NHL

Islanders’ Zdeno Chara showered with respect, love in possible final game

Zdeno Chara was sitting on the boards along the Islanders’ bench, looking up and letting himself smile.

The Islanders, who lost 6-4, were still down a goal and their season was about to end unceremoniously, but that didn’t matter in the moment. UBS Arena was chanting his name, and for once in a career that spanned 24 seasons, Chara had no choice but to let the moment be about him.

He did not say afterward whether Friday night was his last game in the NHL — only that he will go home and be with his family before making a decision — but if it was, then there are few better ways in which to go out.

For just the second time this season, and the first on home ice, Chara scored a goal to cut the deficit to 5-4, with what he would later call “an OK shot,” one intended to produce a rebound, making its way past Andrei Vasilevskiy. The Islanders still lost, but that was beside the point.

The lasting memory of the night, for anyone in attendance, will be Chara’s name being chanted from the rafters as every single person on the ice — the Islanders, the Lightning, the referees — shook his hand. As the night wound to a close, he would skate alone on the ice, hand to his heart, and give the crowd a salute.

Zdeno Chara
Zdeno Chara Getty Images

“I’m just so happy,” he said afterward, grinning through his press conference. “It’s just overwhelming.
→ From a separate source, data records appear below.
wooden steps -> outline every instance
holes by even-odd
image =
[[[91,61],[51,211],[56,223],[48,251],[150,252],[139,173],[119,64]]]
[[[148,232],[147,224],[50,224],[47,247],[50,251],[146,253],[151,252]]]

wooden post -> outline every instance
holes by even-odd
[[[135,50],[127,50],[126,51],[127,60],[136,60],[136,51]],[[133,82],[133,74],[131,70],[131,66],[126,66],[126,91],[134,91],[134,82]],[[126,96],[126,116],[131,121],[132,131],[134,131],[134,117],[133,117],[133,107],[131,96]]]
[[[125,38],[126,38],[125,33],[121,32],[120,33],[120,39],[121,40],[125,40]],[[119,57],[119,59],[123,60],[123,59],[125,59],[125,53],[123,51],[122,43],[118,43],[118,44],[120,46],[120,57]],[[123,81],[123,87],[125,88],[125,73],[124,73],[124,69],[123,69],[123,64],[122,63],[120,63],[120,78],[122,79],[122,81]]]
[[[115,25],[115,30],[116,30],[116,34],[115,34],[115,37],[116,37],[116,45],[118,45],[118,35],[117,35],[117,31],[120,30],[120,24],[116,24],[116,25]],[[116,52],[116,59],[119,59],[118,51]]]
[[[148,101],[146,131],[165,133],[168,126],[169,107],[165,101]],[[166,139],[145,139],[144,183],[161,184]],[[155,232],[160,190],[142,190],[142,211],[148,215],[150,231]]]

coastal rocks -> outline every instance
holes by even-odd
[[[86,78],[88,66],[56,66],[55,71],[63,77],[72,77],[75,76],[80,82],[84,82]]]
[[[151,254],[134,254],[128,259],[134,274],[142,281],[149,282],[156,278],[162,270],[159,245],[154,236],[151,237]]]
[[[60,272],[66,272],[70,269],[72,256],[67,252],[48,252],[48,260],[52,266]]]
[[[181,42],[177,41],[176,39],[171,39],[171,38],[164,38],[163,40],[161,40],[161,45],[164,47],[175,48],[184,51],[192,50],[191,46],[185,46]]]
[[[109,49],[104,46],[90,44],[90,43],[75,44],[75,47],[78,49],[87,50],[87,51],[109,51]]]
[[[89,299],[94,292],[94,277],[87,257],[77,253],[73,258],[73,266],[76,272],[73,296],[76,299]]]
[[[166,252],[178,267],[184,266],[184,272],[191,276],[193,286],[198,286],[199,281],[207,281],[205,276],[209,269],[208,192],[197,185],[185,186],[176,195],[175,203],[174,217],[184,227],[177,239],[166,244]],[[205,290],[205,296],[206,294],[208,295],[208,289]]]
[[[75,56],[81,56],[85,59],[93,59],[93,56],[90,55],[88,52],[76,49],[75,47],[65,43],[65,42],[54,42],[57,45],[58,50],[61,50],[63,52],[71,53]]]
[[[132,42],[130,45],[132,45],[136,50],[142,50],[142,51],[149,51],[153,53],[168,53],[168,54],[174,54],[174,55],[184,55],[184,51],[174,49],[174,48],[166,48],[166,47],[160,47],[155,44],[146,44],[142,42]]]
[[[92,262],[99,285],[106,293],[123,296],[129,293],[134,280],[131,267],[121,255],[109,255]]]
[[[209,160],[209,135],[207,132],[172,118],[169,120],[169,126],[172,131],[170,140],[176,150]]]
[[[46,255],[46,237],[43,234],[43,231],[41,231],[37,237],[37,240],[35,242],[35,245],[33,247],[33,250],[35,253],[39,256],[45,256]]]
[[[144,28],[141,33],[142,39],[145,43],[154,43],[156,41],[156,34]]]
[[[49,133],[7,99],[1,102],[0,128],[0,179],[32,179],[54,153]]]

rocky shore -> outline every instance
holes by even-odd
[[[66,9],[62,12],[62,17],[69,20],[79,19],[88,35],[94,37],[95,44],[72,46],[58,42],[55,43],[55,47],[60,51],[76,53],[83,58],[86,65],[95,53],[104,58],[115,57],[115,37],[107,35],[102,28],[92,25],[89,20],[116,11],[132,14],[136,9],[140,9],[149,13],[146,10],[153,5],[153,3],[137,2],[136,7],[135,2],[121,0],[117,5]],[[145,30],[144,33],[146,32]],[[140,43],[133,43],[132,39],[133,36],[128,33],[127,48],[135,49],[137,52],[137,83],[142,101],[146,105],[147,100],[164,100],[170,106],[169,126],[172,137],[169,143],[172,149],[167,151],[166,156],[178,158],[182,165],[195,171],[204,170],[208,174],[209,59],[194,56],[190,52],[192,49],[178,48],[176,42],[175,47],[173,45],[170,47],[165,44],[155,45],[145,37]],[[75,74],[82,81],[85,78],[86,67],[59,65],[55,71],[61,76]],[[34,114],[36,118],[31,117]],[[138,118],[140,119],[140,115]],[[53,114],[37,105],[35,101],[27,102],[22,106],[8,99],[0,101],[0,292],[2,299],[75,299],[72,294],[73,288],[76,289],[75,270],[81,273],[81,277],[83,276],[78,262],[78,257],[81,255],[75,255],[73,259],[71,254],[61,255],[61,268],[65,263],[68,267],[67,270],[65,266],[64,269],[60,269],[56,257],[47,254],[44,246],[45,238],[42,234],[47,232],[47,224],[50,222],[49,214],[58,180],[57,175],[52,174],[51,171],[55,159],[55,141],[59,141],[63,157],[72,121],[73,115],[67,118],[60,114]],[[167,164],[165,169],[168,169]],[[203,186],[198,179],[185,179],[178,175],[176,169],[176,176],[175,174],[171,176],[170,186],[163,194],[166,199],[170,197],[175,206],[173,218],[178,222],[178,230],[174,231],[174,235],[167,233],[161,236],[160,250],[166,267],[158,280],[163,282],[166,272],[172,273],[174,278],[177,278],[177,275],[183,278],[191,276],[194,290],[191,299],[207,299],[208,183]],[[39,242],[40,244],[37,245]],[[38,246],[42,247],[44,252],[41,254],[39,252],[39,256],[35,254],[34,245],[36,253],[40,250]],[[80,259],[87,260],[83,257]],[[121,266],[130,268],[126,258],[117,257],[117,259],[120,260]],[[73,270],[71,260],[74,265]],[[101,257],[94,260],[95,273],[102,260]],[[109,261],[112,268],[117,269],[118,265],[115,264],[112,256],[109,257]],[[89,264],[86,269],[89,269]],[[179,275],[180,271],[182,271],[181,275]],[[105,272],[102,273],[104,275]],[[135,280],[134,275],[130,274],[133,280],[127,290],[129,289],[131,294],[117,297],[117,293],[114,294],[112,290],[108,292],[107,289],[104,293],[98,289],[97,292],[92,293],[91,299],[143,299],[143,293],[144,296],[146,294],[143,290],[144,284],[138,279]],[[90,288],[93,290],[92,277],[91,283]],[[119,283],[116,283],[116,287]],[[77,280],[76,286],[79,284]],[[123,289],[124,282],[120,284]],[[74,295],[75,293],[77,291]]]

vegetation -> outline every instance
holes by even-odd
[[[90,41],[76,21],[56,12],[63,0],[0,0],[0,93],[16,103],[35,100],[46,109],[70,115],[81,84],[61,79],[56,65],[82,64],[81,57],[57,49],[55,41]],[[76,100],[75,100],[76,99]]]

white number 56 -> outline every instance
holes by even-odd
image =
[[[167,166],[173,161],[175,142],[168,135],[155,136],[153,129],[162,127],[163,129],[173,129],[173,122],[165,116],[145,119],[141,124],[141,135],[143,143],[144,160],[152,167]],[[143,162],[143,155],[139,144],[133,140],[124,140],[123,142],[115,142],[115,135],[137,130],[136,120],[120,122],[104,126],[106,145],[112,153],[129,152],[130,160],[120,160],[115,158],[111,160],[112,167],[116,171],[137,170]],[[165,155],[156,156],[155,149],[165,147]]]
I never wanted to make anything about me.”

At 45, Chara just completed a season in which he played 72 games and defied Islanders coach Barry Trotz’s midseason assertion that he would likely rest for at least a few down the stretch as the team played at a breakneck pace. Chara is not one to rest. He never has been.

Even this season, as the Islanders played a schedule that took a toll on every person in the dressing room, even as Chara felt the wear and tear of the long road trips and the COVID-19 induced makeup games late in the year, he managed to stay on the ice.

That is what’s earned him the kind of respect showed on Friday.

“I’ve not seen that ever in 20 years of the game,” Trotz said. “Zdeno’s not said anything about retiring, either to us or anybody else, but the other team after the game, coming over and saying can we shake his hand? That just tells me how much respect this player has garnered throughout the league.”

The scene, Chara said, was unexpected, bringing chills. His family wasn’t there to see it, instead watching from home, but that didn’t diminish it in the slightest.

“It was a spectacular moment,” Chara said. “I will cherish that for the rest of my life.”

A few weeks ago, asked about how he felt towards the end of the season, Chara objected to the line of questioning. On Friday, there could be no objection, because there could be no other line of questioning.

“I always felt this is a team game,” Chara said. “It’s always about the team, and when it starts getting to the point where you’re getting that crowd involved and fans are really showing their appreciation, players are giving you pucks, it’s a bit uncomfortable to be honest with you.”

Uncomfortable though it may be, it’s hard to imagine a more fitting end.